Just
hours before joining hundreds of thousands of pilgrims celebrating
the centenary of divine visions at Fátima last weekend, Pope
Francis whole-heartedly welcomed scientists attending a Vatican
conference designed to bring science and religion closer together.
The
Vatican had invited leading astrophysicists and cosmologists to its
astronomical observatory near Rome to discuss “black holes,
gravitational waves and space-time singularities”.
The
four-day conference was in honour of the late Jesuit priest and
scientist Monsignor George Lemaitre. He is credited with formulating
the “hypothesis of the primeval atom”, which became popularly
known as the “big bang theory” suggesting that the universe began
with an almighty explosion.
Pope
Leo XIII set up the Vatican Observatory in 1891 with the idea of
dispelling the notion that the Roman Catholic Church was hostile to
science.
Such
a notion had been widely held since the Inquisition declared in 1633
that Galileo was a heretic for believing the Earth orbits around the
Sun. Faced with torture, Galileo formally recanted.
It
was the Catholic Church that recanted three and a half centuries
later, though it insisted the Inquisition had acted “in good
faith”. At a ceremony before the Pontifical Academy of Sciences in
Rome in 1992, Pope John Paul II admitted that Galileo had been right.
Before
boarding his plane to Fátima last Friday, Pope Francis said
the issues being debated by scientists at the Vatican observatory
were of particular interest to the Church because they addressed
profound questions about the universe, such as its origin, structure
and evolution.
“It
is clear that these questions have a particular relevance for
science, philosophy, theology and for the spiritual life. They
represent an arena in which these different disciplines meet and
sometimes clash”.
Pope
Francis told delegates to the conference: “As both a Catholic
priest and a cosmologist, Mgr Georges Lemaître knew well the
creative tension between faith and science, and always defended the
clear methodological distinction between the fields of science and
theology.
“While
integrating them in his own life, he viewed them as distinct areas of
competence. That distinction, already present in Saint Thomas
Aquinas, avoids a short-circuiting that is as harmful to science as
it is to faith”.
Pope
Francis went on to say: “Before the immensity of space-time, we
humans can experience awe and a sense of our own insignificance, as
the Psalmist reminds us: ‘What is man that you should keep him in
mind, the son of man that you care for him’?”
The
Pope even quoted one of Albert Einstein’s favourite sayings: “One
may say the eternal mystery of the world is its comprehensibility”.
However,
unlike some scientists, Pope Francis strongly believes that the
existence and intelligibility of the universe are not a result of
chaos or mere chance, but of “God’s Wisdom”.
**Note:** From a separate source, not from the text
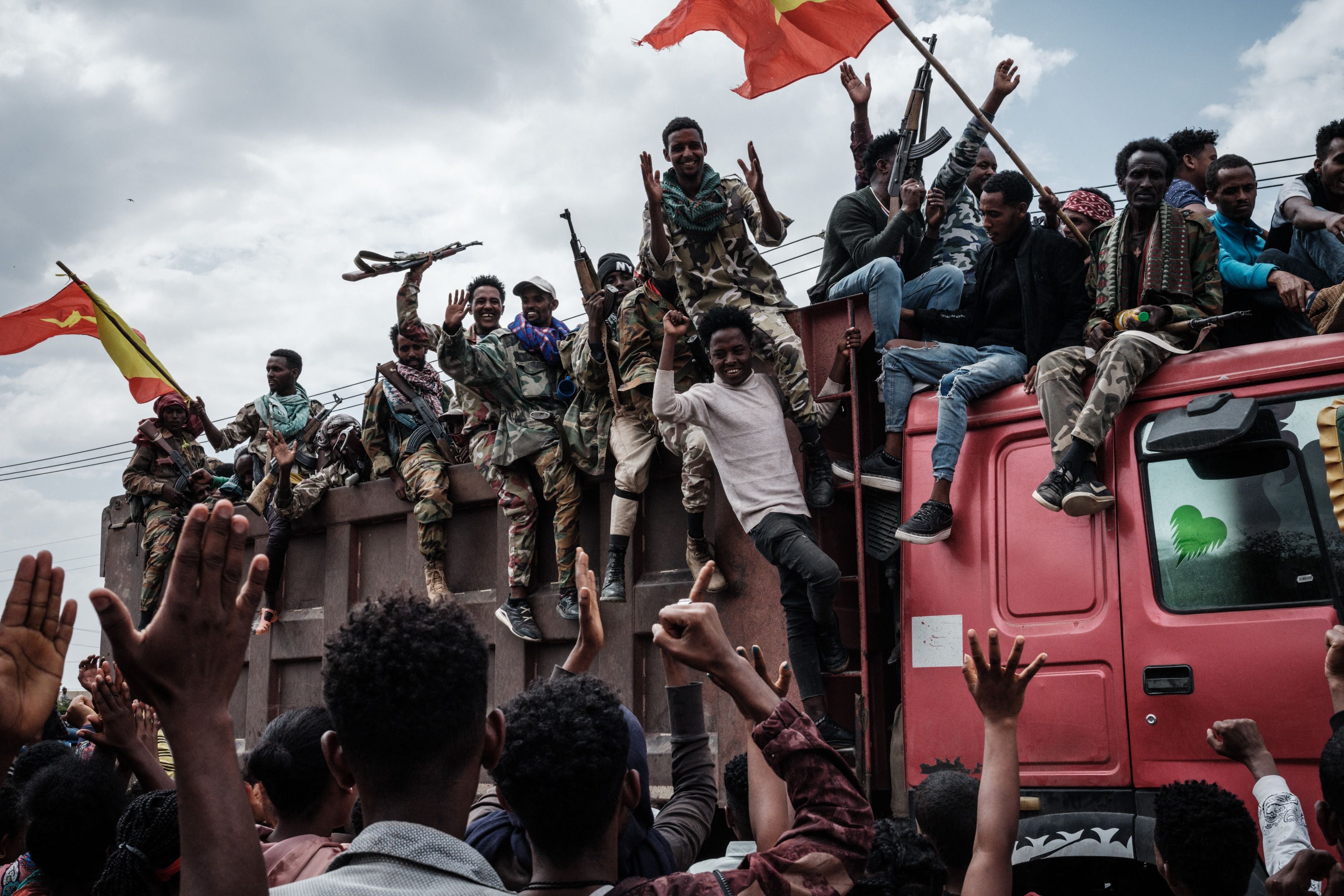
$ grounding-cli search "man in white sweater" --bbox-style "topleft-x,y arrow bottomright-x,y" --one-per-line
653,305 -> 854,747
A few hours later Pope Francis was in Portugal at the
shrine in Fátima where 100 years ago three unschooled children
claimed to have witnessed apparitions of ‘Our Lady of Fátima’
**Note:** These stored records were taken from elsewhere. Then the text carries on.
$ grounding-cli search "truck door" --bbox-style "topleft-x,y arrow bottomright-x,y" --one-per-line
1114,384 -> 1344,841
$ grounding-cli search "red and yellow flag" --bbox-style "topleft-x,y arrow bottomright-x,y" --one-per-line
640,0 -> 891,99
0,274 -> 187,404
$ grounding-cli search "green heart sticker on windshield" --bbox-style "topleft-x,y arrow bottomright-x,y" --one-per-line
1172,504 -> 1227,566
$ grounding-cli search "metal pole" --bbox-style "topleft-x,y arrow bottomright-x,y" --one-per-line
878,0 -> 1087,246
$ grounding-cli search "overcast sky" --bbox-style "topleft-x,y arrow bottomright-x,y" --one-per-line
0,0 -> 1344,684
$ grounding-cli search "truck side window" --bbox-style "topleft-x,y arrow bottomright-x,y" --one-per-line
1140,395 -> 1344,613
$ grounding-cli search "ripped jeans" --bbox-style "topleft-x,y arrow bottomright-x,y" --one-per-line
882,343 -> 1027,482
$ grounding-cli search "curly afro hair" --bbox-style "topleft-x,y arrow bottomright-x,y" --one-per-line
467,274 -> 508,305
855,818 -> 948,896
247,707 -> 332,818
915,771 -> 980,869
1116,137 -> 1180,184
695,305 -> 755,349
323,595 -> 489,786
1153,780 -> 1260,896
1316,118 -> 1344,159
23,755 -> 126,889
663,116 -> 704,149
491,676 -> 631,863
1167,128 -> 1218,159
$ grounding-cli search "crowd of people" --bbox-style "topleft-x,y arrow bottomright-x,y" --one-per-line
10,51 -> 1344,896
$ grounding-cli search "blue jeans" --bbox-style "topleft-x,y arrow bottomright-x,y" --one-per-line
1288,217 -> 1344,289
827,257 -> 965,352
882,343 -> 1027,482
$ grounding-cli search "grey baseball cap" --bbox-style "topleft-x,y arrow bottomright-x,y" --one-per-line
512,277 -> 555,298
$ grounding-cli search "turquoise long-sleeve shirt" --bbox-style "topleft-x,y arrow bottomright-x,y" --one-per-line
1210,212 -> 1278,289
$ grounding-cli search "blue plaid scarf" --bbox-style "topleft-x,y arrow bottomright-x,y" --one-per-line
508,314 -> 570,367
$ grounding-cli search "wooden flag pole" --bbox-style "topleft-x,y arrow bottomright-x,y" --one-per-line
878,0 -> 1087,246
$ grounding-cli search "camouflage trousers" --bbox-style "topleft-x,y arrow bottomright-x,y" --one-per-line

as she became popularly known all over the world.
The
children insisted they witnessed apparitions at Fátima on five
consecutive months. The climax came on 13th October 1917 when a crowd
of many thousands had joined the children to witness a promised
miracle.
It
turned out to be the so-called ‘Miracle of the Sun’ in which the
sun appeared to temporarily abandon its normal place in the solar
system and spin out of control towards the Earth.
As Galileo and many lesser people would probably agree,
appearances can sometimes be illusionary and deceptive.
The
day safer his return to Rome, May 14th, Mother’s Day,
Pope Francis addressed a crowd in St Peer's Square, reiterating a
theme wholly familiar to the Fátima faithful though not in
tune with the rationale of a great many scientists.
What
was needed to solve the world’s “absurd conflicts”, he said,
was more of the same as requested by the Virgin Mary at Fátima
a hundred years ago: “penance and prayer”.